Vous pouvez nous donner un exemple ?

       Plusieurs, si vous voulez. Tenez, cette voiture orange qui perd son capot sur un circuit anglais désaffecté et va s’écraser sur le seul poste de commissaire en béton encore debout. Le capot, ce n’était pas moi, le reste si. Et ce pilote mexicain particulièrement audacieux qui s’est tué en Allemagne ? un fait de course, son accident ?à la base, oui mais il y avait le parapet d’un pont auquel j’ai voulu donner ce jour-là une fonction autre que celle qu’il assumait quotidiennement. Vous voyez ? En fait, ce que vous appelez de la malchance ou un hasard malheureux, c’est moi.

 

Alors, j’imagine que Le Mans 55 c’était vous aussi ?

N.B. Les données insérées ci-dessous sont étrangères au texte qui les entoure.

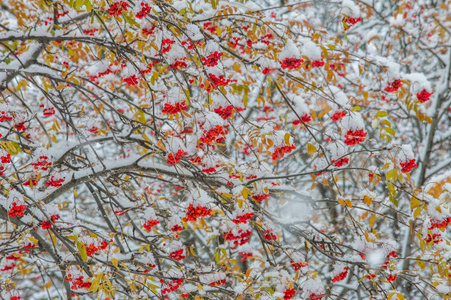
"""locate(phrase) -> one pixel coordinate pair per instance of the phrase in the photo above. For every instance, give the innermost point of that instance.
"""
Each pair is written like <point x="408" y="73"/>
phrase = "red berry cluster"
<point x="218" y="282"/>
<point x="17" y="210"/>
<point x="166" y="45"/>
<point x="291" y="63"/>
<point x="177" y="255"/>
<point x="210" y="27"/>
<point x="49" y="111"/>
<point x="132" y="80"/>
<point x="261" y="198"/>
<point x="312" y="297"/>
<point x="394" y="86"/>
<point x="212" y="60"/>
<point x="408" y="166"/>
<point x="280" y="152"/>
<point x="351" y="21"/>
<point x="440" y="224"/>
<point x="221" y="80"/>
<point x="172" y="286"/>
<point x="267" y="71"/>
<point x="179" y="64"/>
<point x="269" y="235"/>
<point x="149" y="224"/>
<point x="78" y="283"/>
<point x="117" y="8"/>
<point x="238" y="240"/>
<point x="214" y="135"/>
<point x="338" y="115"/>
<point x="341" y="162"/>
<point x="55" y="182"/>
<point x="243" y="218"/>
<point x="172" y="160"/>
<point x="387" y="260"/>
<point x="174" y="109"/>
<point x="288" y="294"/>
<point x="305" y="118"/>
<point x="245" y="255"/>
<point x="391" y="278"/>
<point x="145" y="10"/>
<point x="42" y="164"/>
<point x="5" y="116"/>
<point x="209" y="170"/>
<point x="355" y="137"/>
<point x="176" y="228"/>
<point x="298" y="265"/>
<point x="424" y="96"/>
<point x="20" y="127"/>
<point x="317" y="63"/>
<point x="196" y="212"/>
<point x="31" y="182"/>
<point x="91" y="31"/>
<point x="341" y="276"/>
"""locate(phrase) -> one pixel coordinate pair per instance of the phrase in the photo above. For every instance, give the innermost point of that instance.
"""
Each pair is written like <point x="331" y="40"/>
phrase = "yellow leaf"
<point x="373" y="220"/>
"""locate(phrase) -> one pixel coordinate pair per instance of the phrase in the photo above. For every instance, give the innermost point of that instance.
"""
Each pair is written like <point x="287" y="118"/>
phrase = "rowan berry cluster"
<point x="172" y="160"/>
<point x="117" y="8"/>
<point x="341" y="276"/>
<point x="394" y="86"/>
<point x="269" y="235"/>
<point x="42" y="164"/>
<point x="408" y="166"/>
<point x="317" y="63"/>
<point x="440" y="224"/>
<point x="55" y="182"/>
<point x="280" y="152"/>
<point x="424" y="96"/>
<point x="174" y="109"/>
<point x="48" y="111"/>
<point x="166" y="45"/>
<point x="391" y="278"/>
<point x="354" y="137"/>
<point x="351" y="21"/>
<point x="78" y="283"/>
<point x="179" y="64"/>
<point x="341" y="162"/>
<point x="131" y="80"/>
<point x="288" y="294"/>
<point x="291" y="63"/>
<point x="238" y="240"/>
<point x="196" y="212"/>
<point x="305" y="119"/>
<point x="245" y="255"/>
<point x="243" y="219"/>
<point x="387" y="260"/>
<point x="218" y="282"/>
<point x="177" y="255"/>
<point x="5" y="116"/>
<point x="145" y="10"/>
<point x="16" y="210"/>
<point x="261" y="197"/>
<point x="212" y="60"/>
<point x="338" y="115"/>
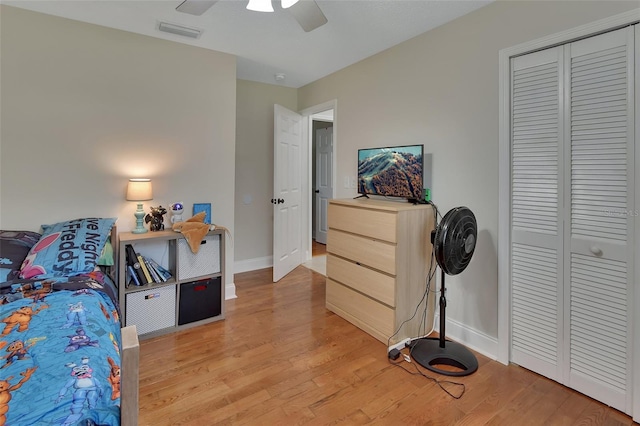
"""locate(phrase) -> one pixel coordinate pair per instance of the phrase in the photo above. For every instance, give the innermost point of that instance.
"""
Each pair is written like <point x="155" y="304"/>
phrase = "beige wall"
<point x="441" y="89"/>
<point x="85" y="107"/>
<point x="254" y="168"/>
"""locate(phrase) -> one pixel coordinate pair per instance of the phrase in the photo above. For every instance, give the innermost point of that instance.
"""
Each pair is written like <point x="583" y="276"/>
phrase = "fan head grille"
<point x="455" y="240"/>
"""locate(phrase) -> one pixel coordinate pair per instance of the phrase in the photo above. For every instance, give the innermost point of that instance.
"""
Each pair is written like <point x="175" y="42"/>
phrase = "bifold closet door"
<point x="536" y="199"/>
<point x="572" y="209"/>
<point x="599" y="249"/>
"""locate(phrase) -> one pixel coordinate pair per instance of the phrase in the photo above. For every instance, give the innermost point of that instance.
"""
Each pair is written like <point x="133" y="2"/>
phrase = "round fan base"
<point x="428" y="353"/>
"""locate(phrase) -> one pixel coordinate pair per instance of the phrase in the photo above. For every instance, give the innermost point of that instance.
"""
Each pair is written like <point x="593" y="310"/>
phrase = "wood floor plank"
<point x="281" y="358"/>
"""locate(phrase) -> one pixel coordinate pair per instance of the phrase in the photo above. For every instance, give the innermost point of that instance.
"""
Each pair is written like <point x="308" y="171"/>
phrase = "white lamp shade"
<point x="260" y="5"/>
<point x="139" y="190"/>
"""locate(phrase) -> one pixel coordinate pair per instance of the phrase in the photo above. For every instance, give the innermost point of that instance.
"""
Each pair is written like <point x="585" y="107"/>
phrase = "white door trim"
<point x="307" y="120"/>
<point x="504" y="186"/>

       Eh bien non ! je n’y suis pour rien. Bien sûr, je pourrais faire le malin – si j’ose dire – et prétendre le contraire, vous n’y verriez que du feu ; mais c’est un entretien à cœur ouvert, je vous ai promis la vérité et il m’arrive de tenir mes promesses … Non, Le Mans 55 ce n’était pas moi. Ce jour-là, c’est le hasard qui est responsable de cet extraordinaire enchaînement. Cela dit, je n’aurais pas fait mieux, j’en suis encore vert aujourd’hui.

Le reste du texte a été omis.